The transaction will be financed through a combination of cash on hand, available credit facilities and committed financing.
Netflix and Warner Bros. Discovery have revised the terms of their definitive merger agreement, converting Netflix’s pending acquisition of Warner Bros. Discovery into an all-cash transaction. The updated structure is designed to simplify the deal, increase certainty for Warner Bros. Discovery shareholders, and accelerate the timeline toward a shareholder vote.
Under the amended agreement, the transaction remains valued at $27.75 per Warner Bros. Discovery share, unchanged from the original terms. In addition to the cash consideration, shareholders will also receive the added value of shares in Discovery Global following its planned separation from Warner Bros. Discovery. Netflix said the acquisition will be funded through a mix of cash on hand, existing credit facilities, and committed financing.
The shift to an all-cash structure removes market-related uncertainty around valuation and is expected to speed up the approval process. Warner Bros. Discovery anticipates that shareholders will be able to vote on the transaction by April 2026, supported by the filing of a preliminary proxy statement with the US Securities and Exchange Commission. Netflix said its strong cash flow supports the revised structure while allowing it to maintain balance sheet flexibility and pursue future strategic priorities.
David Zaslav, President and CEO of Warner Bros. Discovery, said: “Today’s revised merger agreement brings us even closer to combining two of the greatest storytelling companies in the world and with it even more people enjoying the entertainment they love to watch the most. By coming together with Netflix, we will combine the stories Warner Bros. has told that have captured the world’s attention for more than a century and ensure audiences continue to enjoy them for generations to come.”

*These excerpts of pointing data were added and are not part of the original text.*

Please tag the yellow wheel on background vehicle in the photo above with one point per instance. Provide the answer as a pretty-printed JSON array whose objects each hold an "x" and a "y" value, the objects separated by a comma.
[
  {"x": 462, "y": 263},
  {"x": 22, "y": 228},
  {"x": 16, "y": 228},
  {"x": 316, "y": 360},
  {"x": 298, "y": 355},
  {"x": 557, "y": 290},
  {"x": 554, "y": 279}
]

Ted Sarandos, co-CEO of Netflix, added: “The WBD Board continues to support and unanimously recommend our transaction, and we are confident that it will deliver the best outcome for stockholders, consumers, creators and the broader entertainment community. Our revised all-cash agreement will enable an expedited timeline to a stockholder vote and provide greater financial certainty at $27.75 per share in cash, plus the value from the planned separation of Discovery Global. Together, Netflix and Warner Bros. will deliver broader choice and greater value to audiences worldwide, enhancing access to world-class television and film both at home and in theaters. The acquisition will also significantly expand US production capacity and investment in original programming, driving job creation and long-term industry growth.”
Greg Peters, co-CEO of Netflix, stated: “Over the last decade, when much of the entertainment industry has contracted, Netflix has grown and invested tremendously in the business of film and television in the US and abroad. This transaction will further fuel that growth and investment. By amending our agreement today, we are underscoring what we have believed all along: not only does our transaction provide superior stockholder value, it is also fundamentally pro-consumer, pro-innovation, pro-creator and pro-growth. Our revised all-cash agreement demonstrates our commitment to the transaction with Warner Bros. and provides WBD stockholders with an accelerated process and the financial certainty of cash consideration, while maintaining our commitment to a healthy balance sheet and our solid investment grade ratings. We will continue to work closely with WBD to successfully complete the transaction as we remain focused on our mission to entertain the world and, together, define the next century of storytelling.”
Samuel A. Di Piazza, Jr., Chair of the Warner Bros. Discovery Board of Directors, commented: “Our amended agreement with Netflix is a testament to the Board’s unrelenting focus on representing and advancing our stockholders’ interests. By transitioning to all-cash consideration, we can now deliver the incredible value of our combination with Netflix at even greater levels of certainty, while providing our stockholders the opportunity to participate in management’s strategic plans to realize the value of Discovery Global’s iconic brands and global reach. We look forward to continuing to engage with our investors about the compelling benefits of the transaction as we progress toward our stockholder vote on an accelerated timeline.”
As previously announced, Warner Bros. Discovery plans to separate Warner Bros. and Discovery Global into two publicly traded companies, a process expected to be completed within six to nine months and prior to the closing of the Netflix transaction. The amended all-cash deal has been unanimously approved by the boards of both companies and remains subject to regulatory approvals, Warner Bros. Discovery shareholder approval, completion of the Discovery Global separation, and other customary closing conditions.
Both companies have submitted filings under the Hart-Scott-Rodino Act and are engaging with competition authorities in the United States and Europe. Netflix and Warner Bros. Discovery said they will continue working closely with regulators and stakeholders, with the transaction still expected to close within 12 to 18 months from the date of the original merger agreement.